The default histogram buckets should be configurable via the foundation application environment.

Example config.exs:

config :foundation, :telemetry,
  default_histogram_buckets: [50, 100, 250, 500, 1000, 5000]

The TelemetryService will read this configuration during init/1 to use for all histogram metrics.


6. Conclusion

Adding native support for histogram and summary metrics to the Foundation.Telemetry service is a critical enhancement for building production-grade AI systems.
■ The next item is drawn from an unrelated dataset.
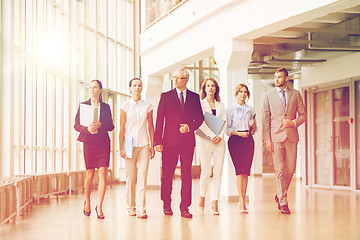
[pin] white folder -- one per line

It provides the necessary observability to move beyond simple averages and understand the true performance distribution of key operations.

For DSPEx, this means:

  • SLO Monitoring: We can now set and monitor SLOs on p99 latency for LLM calls.
  • Performance Debugging: We can easily identify if a small number of outliers are skewing the average latency.
  • Optimizer Analysis: We can analyze the full distribution of scores produced by an optimizer, not just the single best score, leading to more robust and reliable optimization.

This feature significantly elevates the operational maturity of any system built on foundation, making it an essential addition to the library.